Handelskammer soll Sitz am Rathaus behalten
Auf die Frage, ob die Kammer ihren Sitz auch bei einem Wahlsieg der WIR-Gruppe auf der Rückseite des Rathauses am Adolphsplatz behalten solle, sagte Bergmann: „Ja, denn die Handelskammer gehört ins Zentrum der Macht“. Allerdings wolle man eine gleichzeitige Öffnung des Gebäudes für andere Institutionen prüfen. Nicht festlegen wollten sich die Vertreter des WIR-Bündnisses auf einen möglichen eigenen Präses-Kandidaten. Eines aber solle es nicht mehr geben: eine Silvester-Rede des Präses bei der „Versammlung des Ehrbaren Kaufmanns“ in der bisherigen Form, bei der allein der Präses spricht und der Politik die Leviten liest. Die Rede zu diesem Anlass solle künftig „vierstimmig“ sein, so die Ankündigung der WIR-Gruppe. „Neben dem Präses wird am 31.12. ein Azubi, ein Existenzgründer und ein Traditionsunternehmer das Wort ergreifen.“
Die Traditionalisten vom konkurrierenden Wahlbündnis "Vorfahrt für Hamburg. Starke Kammer“ warfen den Rebellen der WIR-Gruppe am Montag "billigen Populismus" vor. „Das Wahlkampfgetöse der Kammer-Gegner zeugt von naiver Verkennung der Realität, es ignoriert die Gesetzeslage und ist ein Angriff auf die Solidargemeinschaft der Hamburger Wirtschaft“, sagt Willem van der Schalk, Sprecher der Gruppe. "Die Beitragspflicht, die verständlicherweise nicht jedem gefällt, ist für uns alternativlos", so van der Schalk. „Sie ist der Garant für die Solidargemeinschaft der Wirtschaft, in der einige Starke einer erheblichen Anzahl Schwächerer helfen, indem sie kostenlose Leistungen der Kammer in erheblichem Umfang ermöglichen.“
Hauptamt schaltet sich in Wahlkampf ein
Der Sprecher der Handelskammer, Jörn Arfs, verschickte kurz nach der Pressekonferenz der WIR-Gruppe einen "Fakten-Check", mit dem zahlreiche Aussagen der Rebellen widerlegt oder korrigiert werden sollten. Darin wird etwa betont, dass das Gehalt des Hauptgeschäftsführers durch ein Gutachten als angemessen bewertet worden sei. Auch sei eine Abschaffung der Beiträge ohne harte Einschnitte nicht möglich. "39 Millionen Euro an Pflicht-Kammerbeiträgen können allenfalls zu einem geringen Bruchteil aus freiwilligen Beiträgen ersetzt werden", scheibt Arfs. "42 Prozent des Betriebsaufwandes der Handelskammer sind, wie bei wissensbasierten Dienstleistern üblich, Personalkosten. Wie vor diesem Hintergrund auf betriebsbedingte Kündigungen verzichtet werden soll, bleibt rätselhaft."
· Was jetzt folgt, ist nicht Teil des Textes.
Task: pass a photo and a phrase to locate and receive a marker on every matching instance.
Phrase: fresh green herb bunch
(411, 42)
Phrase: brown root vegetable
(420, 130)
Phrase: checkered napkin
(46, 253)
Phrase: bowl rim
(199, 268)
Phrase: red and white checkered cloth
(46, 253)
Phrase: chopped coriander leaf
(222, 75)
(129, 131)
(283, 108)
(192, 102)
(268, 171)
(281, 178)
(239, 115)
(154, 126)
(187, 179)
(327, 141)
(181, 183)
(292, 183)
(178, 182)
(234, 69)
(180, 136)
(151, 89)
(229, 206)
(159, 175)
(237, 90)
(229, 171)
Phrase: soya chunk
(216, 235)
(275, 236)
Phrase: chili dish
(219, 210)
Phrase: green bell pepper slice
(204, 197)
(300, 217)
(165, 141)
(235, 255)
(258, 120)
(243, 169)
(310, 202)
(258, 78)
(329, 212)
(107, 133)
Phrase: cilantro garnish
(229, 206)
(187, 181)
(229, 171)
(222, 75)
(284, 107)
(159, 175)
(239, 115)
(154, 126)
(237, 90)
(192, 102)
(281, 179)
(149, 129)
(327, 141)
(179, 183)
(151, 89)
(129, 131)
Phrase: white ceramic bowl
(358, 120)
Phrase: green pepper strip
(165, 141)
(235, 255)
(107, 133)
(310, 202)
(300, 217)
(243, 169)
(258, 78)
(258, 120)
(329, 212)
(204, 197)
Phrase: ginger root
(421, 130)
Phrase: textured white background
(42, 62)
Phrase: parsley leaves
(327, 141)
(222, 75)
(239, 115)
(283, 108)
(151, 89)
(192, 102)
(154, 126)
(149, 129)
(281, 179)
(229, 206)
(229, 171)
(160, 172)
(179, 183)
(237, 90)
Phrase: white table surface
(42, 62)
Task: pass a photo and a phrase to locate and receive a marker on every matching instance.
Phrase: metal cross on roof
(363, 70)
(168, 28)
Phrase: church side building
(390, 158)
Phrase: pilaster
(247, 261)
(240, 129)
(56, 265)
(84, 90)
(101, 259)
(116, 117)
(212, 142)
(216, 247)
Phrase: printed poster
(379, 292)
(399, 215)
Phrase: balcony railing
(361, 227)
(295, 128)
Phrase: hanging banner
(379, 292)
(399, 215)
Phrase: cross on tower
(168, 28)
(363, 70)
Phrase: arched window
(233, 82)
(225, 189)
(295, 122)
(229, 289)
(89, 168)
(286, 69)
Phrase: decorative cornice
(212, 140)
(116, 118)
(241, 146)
Arfs betonte als Reaktion auf die Aussage, die duale Berufsausbildung müsse wieder Priorität in der Kammer haben, "dass die Berufsausbildung in der Handelskammer auch im Bundesvergleich" bereits "den höchsten Stellenwert" habe. "Die Handelskammer war maßgeblicher Initiator der Berufsschulreform, die zur Gründung des Hamburger Instituts für Berufsbildung (HIBB, dem Träger aller Berufsschulen) geführt hat." Ihre "Innovationskraft" habe die Kammer "auch dadurch beweisen, dass sie das duale System außerdem im Hochschulsektor der Stadt verankert hat, und zwar durch Gründung der dualen Hochschule HSBA, Hamburg School of Business Administration".
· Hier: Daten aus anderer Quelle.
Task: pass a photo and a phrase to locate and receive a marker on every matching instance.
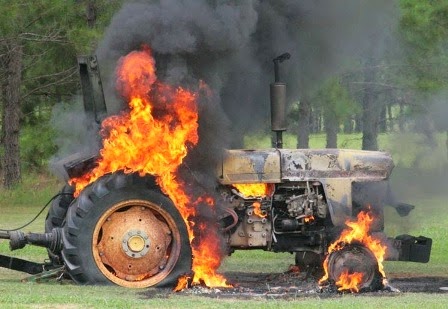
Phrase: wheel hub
(133, 244)
(136, 243)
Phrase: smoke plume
(230, 45)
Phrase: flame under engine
(290, 219)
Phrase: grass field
(425, 188)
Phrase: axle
(18, 239)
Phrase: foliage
(335, 100)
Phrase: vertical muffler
(278, 102)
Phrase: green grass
(425, 188)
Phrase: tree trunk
(11, 125)
(303, 136)
(331, 129)
(370, 111)
(91, 13)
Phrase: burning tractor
(127, 217)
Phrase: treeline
(40, 40)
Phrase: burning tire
(354, 268)
(120, 231)
(56, 217)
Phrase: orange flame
(349, 281)
(153, 138)
(309, 219)
(357, 232)
(257, 210)
(254, 189)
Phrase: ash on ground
(294, 284)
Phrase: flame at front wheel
(354, 268)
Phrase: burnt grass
(293, 285)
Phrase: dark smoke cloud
(231, 44)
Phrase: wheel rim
(355, 259)
(136, 244)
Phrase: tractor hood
(280, 165)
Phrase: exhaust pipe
(278, 102)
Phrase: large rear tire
(121, 231)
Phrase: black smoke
(230, 45)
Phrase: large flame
(153, 138)
(358, 232)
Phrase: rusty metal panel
(314, 164)
(338, 192)
(250, 166)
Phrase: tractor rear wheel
(121, 231)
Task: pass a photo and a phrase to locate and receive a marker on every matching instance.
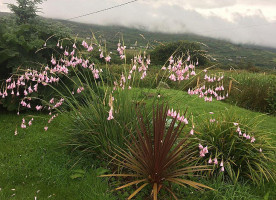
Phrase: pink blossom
(215, 161)
(90, 48)
(110, 114)
(205, 150)
(201, 154)
(252, 139)
(107, 58)
(200, 146)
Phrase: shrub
(156, 156)
(236, 148)
(252, 91)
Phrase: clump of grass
(236, 148)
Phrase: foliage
(253, 91)
(236, 148)
(22, 46)
(91, 132)
(157, 158)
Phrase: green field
(36, 163)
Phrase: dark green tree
(25, 10)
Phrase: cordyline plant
(156, 156)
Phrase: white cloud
(243, 21)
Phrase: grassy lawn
(36, 163)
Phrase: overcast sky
(241, 21)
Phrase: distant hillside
(224, 52)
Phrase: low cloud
(177, 16)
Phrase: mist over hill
(225, 53)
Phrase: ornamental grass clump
(235, 148)
(157, 156)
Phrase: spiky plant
(156, 156)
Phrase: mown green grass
(36, 163)
(36, 160)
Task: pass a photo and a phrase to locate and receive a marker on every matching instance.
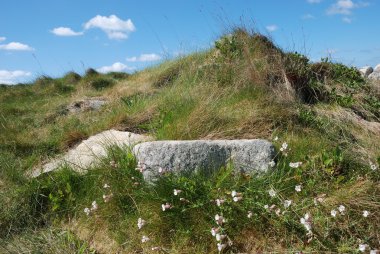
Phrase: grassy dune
(244, 87)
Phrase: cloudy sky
(48, 37)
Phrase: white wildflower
(287, 203)
(272, 193)
(215, 231)
(145, 239)
(87, 211)
(219, 202)
(362, 247)
(140, 223)
(221, 246)
(341, 209)
(219, 219)
(107, 198)
(166, 206)
(295, 164)
(284, 146)
(220, 237)
(94, 206)
(237, 199)
(272, 164)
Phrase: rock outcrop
(176, 156)
(89, 152)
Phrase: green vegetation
(245, 87)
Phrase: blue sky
(45, 37)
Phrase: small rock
(365, 71)
(178, 156)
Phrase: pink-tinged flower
(284, 146)
(161, 170)
(145, 239)
(219, 219)
(107, 198)
(219, 202)
(94, 206)
(215, 231)
(236, 194)
(166, 206)
(295, 164)
(237, 199)
(363, 247)
(113, 164)
(140, 223)
(184, 200)
(341, 209)
(272, 193)
(221, 246)
(220, 237)
(176, 192)
(287, 203)
(87, 211)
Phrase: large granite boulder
(176, 156)
(90, 151)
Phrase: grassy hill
(244, 87)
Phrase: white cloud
(345, 7)
(65, 31)
(116, 67)
(271, 28)
(113, 26)
(347, 20)
(145, 58)
(16, 46)
(12, 77)
(308, 16)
WIR-Sprecher Tobias Bergmann wertete diese öffentlichen Äußerungen des Kammersprechers am Montagnachmittag als Beleg dafür, dass das Kammer-Hauptamt im Wahlkampf nicht wirklich neutral sei, wie es seine Aufgabe wäre. Es falle auf, "dass Herr Arfs die bisweilen sehr seltsamen Forderungen der anderen Wahlbewerber keinem Faktencheck unterzieht", so Bergmann. Im Übrigen habe sich schon bei früheren Aussagen Arfs gezeigt, was von ihnen zu halten sei, so etwa, als dieser behauptet habe, man könne die Beiträge nicht abschaffen.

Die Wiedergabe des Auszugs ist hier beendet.